Let’s Start With the Easy Stuff
Many injuries arise from poor housekeeping. Slips, trips, and falls are too common and easily avoided. Begin with organizing the storage areas. Be watchful not to create hazards with your material storage. Stack and interlock stored supplies, containers, and other materials that are tiered. Limit the height so that they are stable and secure against sliding or collapse. Minimize chaotic accumulation of materials in storage areas that could cause tripping, hinder access, or present a fire risk.

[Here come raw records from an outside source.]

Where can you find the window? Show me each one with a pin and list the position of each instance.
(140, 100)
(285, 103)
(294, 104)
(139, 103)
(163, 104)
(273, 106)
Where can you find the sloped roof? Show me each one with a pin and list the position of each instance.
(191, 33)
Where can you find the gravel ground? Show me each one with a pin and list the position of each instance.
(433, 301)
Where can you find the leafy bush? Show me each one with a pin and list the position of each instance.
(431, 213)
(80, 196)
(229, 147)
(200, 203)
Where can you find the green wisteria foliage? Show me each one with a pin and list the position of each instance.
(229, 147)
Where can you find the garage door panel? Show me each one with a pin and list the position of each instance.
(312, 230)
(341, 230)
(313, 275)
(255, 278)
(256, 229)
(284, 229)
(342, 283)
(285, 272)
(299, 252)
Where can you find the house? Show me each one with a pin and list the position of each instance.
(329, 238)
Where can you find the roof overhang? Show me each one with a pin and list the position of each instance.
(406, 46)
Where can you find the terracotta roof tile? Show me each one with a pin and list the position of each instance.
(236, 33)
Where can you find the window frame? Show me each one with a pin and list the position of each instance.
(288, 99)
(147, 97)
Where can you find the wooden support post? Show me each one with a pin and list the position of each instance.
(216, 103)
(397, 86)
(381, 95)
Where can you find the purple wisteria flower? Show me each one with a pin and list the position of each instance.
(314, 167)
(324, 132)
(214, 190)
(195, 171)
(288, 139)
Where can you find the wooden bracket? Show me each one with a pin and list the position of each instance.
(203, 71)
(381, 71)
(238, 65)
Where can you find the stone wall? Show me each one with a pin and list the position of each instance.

Next, perform a general facility inspection concentrating on walking/ working surfaces, lighting, and egress pathways. It is imperative that emergency exit routes remain clear and unobstructed at all times. Make sure floors are smooth and free of cracks or lips that could catch or trip. Inspect storage racks, hand trucks, and other equipment to ensure good mechanical condition. Pay special attention to the castors. Note the lighting conditions and measure illumination in those areas that seem dim. Compare results to those recommended by IES and ANSI.1 Ensure all lights within seven feet of the floor are protected against accidental breakage. Slip plastic protective tubes over florescent bulbs prior to mounting or install screens or plastic diffusers onto the fixtures. Finally, note areas with special lighting requirements and train employees to allow for eye adjustment before working in those areas.
You Might Be In For a Shock
While performing your facility inspection, keep an eye out for electrical hazards. Frequently found problems include improper use of extension cords or cords with cut, torn, or frayed insulation; exposed wiring; missing grounding plugs; open electrical panels; and over-loaded circuits. Less obvious hazards are present on work tables, fume hoods, or biosafety cabinets and wet vacuum systems. Pay close attention to wet areas. First, equip all electrical power outlets in wet locations with ground fault circuit interrupters, or GFCI, to prevent accidental electrocutions. GFCIs are designed to “trip” and break the circuit when a small amount of current begins flowing to ground. Wet locations include outlets within six feet of a sink, faucet, or other water source, and outlets located outdoors or in areas that get washed down routinely. Specific GFCI outlets can be used individually or install GFCI in the electrical panel to protect entire circuits.